Dumanı öyle içine çekişine havaya havalı bir şekilde bırakışına ilgi duyuyor içten içe özeniyordu. Bunda ergenliğe girmiş olmasının da etkisi vardı. Evin iki büyük penceresinde asılı duran eskiden beyaz olan perdeler artık griye boyanmıştı. Oysa annesi ne çok severdi ipek perdelerini. Perdelere bakarak babasının aslında pek iyi bir şey yapmadığını düşündü.


Öyle olsaydı annesi üzülmezdi. Annem üzülüyorsa bu asla doğru bir hareket olamaz diye iç çekti. Saklandığı yerden çıkıp babasının önünde durdu. Yaşına göre oldukça olgundu "Baba artık bu şeyi evde içme!" Sesi fazla çıktığı için bir adım geri çekildi genç adam. Babasının vereceği tepkiden korktu. "Hem evimizi hem ciğerlerini neden zehirliyorsun?"


Babası, elindeki sigarayı küllüğe yavaşça bırakıp bedenini öne doğru yatırdı. "Ne diyorsun sen? Aklını kaçırdın heralde?
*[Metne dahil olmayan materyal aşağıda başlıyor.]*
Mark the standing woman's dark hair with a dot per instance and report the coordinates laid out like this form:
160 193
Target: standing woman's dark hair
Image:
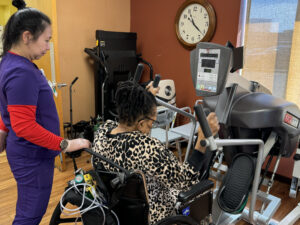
25 19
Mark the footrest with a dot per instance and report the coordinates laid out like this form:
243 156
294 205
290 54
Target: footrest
233 194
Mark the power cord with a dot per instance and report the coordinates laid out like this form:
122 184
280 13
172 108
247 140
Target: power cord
97 202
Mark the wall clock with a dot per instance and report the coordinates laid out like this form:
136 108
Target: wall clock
195 21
Bana böyle emir vermenin başka bir anlamı olamaz çünkü."


Babasının ayağa kalktığını görünce korkusuna rağmen göğsünü kabarttı. "Annem çok üzülüyor hem senin için hem perdeleri için."


Adam, oğlunun titreyen parmağı ile gösterdiği noktayı işaret etti. "Bak sen! Demek perdeleri için." Uzun zamandır evi temizlemiyordu Pare. İçinde bulunduğu depresyonun kendisi yüzünden olduğunu düşündü adam.


Oğlu, 'Senin için de üzülüyor,' dediği halde sadece perdelerle olan kısmıyla ilgilenmesine bir hayli şaşırmıştı. On beş yaşında olmasına rağmen oldukça heybetli ve uzun boyluydu.


Hayatı boyunca yanında olmadığı oğlu, şimdi karşısında en değerlisini savunuyordu. İnci tanesini, Pare'sini. Uzun sarı saçları omuzlarından dökülüyordu genç adamın. Üzülmek istedi buna lakin oğlunun ona hesap sorması pek hoşuna gitmemişti.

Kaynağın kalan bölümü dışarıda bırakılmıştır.